Listen to what you know through your body.
Your body is like a bar of soap. The more you use it, the more it wears down.
It is a shameful thing for the soul to faint while the body still perseveres.
Bodily exercise, when compulsory, does no harm to the body, but knowledge acquired under compulsion obtains no hold on the mind.
We must no more ask whether the soul and body are one than ask whether the wax and the figure impressed on it are one.
The body manifests what the mind harbors.
And there isn't any way that one can get rid of the guilt of having a nice body by saying that one can serve society with it, because that would end up with oneself as what? There simply doesn't seem to be any moral place for flesh.
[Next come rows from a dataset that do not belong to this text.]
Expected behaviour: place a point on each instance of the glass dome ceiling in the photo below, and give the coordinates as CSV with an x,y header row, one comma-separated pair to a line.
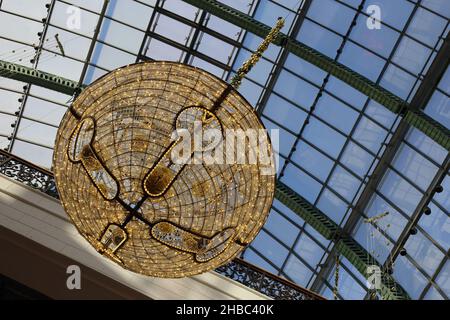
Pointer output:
x,y
344,153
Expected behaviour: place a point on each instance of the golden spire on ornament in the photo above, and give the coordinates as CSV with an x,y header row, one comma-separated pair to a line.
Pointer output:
x,y
254,58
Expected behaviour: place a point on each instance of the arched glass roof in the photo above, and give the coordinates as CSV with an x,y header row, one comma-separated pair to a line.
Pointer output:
x,y
343,152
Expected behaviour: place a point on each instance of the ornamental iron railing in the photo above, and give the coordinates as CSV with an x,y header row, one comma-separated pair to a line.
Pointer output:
x,y
238,270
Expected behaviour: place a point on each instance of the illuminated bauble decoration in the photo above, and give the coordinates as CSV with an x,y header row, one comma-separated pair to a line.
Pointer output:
x,y
126,196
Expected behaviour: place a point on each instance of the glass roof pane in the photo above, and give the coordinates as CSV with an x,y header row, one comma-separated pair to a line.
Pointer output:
x,y
324,159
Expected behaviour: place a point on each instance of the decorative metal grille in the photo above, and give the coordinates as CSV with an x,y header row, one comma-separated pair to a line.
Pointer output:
x,y
238,270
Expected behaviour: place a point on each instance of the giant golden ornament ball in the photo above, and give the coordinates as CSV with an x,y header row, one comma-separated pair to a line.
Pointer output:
x,y
126,198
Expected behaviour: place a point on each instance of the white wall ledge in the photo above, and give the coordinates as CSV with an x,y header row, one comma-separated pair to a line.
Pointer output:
x,y
41,218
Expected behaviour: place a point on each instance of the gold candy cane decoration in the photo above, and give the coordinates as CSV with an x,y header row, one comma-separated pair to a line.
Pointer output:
x,y
248,65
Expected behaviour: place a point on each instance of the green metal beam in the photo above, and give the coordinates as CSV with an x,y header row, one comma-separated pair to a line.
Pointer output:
x,y
318,220
345,244
39,78
392,102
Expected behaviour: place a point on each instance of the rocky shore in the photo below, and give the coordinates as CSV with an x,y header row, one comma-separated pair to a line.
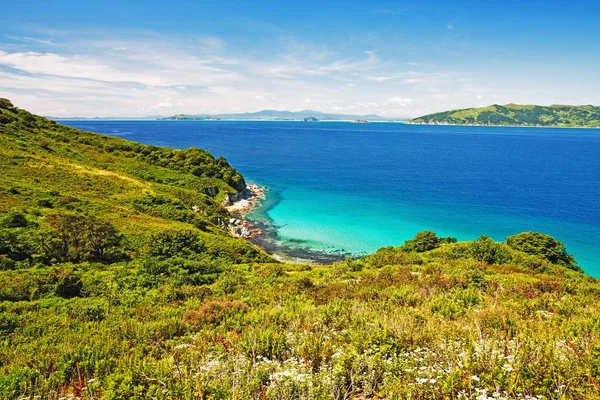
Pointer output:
x,y
264,235
238,206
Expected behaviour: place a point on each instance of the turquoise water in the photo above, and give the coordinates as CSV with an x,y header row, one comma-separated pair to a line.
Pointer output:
x,y
352,188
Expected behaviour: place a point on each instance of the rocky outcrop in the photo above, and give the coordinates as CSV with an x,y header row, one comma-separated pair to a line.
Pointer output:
x,y
245,201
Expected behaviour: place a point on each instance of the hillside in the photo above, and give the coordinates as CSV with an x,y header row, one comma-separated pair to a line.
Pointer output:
x,y
119,280
518,115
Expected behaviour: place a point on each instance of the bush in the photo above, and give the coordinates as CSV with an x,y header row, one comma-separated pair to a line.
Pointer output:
x,y
6,104
485,249
423,241
77,238
426,241
14,220
214,312
543,246
175,242
69,285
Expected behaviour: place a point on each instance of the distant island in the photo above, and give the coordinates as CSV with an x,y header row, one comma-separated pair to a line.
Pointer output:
x,y
517,115
276,115
185,117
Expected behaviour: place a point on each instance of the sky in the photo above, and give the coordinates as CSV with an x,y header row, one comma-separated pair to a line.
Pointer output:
x,y
392,58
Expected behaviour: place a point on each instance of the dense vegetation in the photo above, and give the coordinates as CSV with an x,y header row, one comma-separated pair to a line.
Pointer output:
x,y
119,281
517,115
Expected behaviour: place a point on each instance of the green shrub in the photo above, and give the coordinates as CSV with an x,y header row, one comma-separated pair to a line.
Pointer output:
x,y
485,249
77,238
14,220
544,246
175,242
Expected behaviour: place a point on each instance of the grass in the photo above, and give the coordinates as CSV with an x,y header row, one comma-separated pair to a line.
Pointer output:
x,y
519,115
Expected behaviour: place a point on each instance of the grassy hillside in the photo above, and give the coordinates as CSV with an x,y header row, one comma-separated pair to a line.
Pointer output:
x,y
515,114
118,281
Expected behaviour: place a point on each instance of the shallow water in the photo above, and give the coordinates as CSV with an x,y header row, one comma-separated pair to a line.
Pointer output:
x,y
352,188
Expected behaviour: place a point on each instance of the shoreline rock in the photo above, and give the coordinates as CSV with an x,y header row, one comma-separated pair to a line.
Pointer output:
x,y
240,204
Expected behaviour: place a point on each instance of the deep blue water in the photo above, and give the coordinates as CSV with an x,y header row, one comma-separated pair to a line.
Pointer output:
x,y
358,187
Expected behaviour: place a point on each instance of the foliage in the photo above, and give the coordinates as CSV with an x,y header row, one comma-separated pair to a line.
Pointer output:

We have rudiments of reverence for the human body, but we consider as nothing the rape of the human mind.
What we feel and think and are is to a great extent determined by the state of our ductless glands and viscera.
Our own physical body possesses a wisdom which we who inhabit the body lack. We give it orders which make no sense.
Though it be disfigured by many defects, to whom is his own body not dear?
It is in moments of illness that we are compelled to recognize that we live not alone but chained to a creature of a different kingdom, whole worlds apart, who has no knowledge of us and by whom it is impossible to make ourselves understood: our body.
The body is an instrument, the mind its function, the witness and reward of its operation.
Care I for the limb, the thews, the stature, bulk, and big assemblance of a man! Give me the spirit.
Our body is a machine for living. It is organized for that, it is its nature. Let life go on in it unhindered and let it defend itself, it will do more than if you paralyze it by encumbering it with remedies.
If any thing is sacred, the human body is sacred.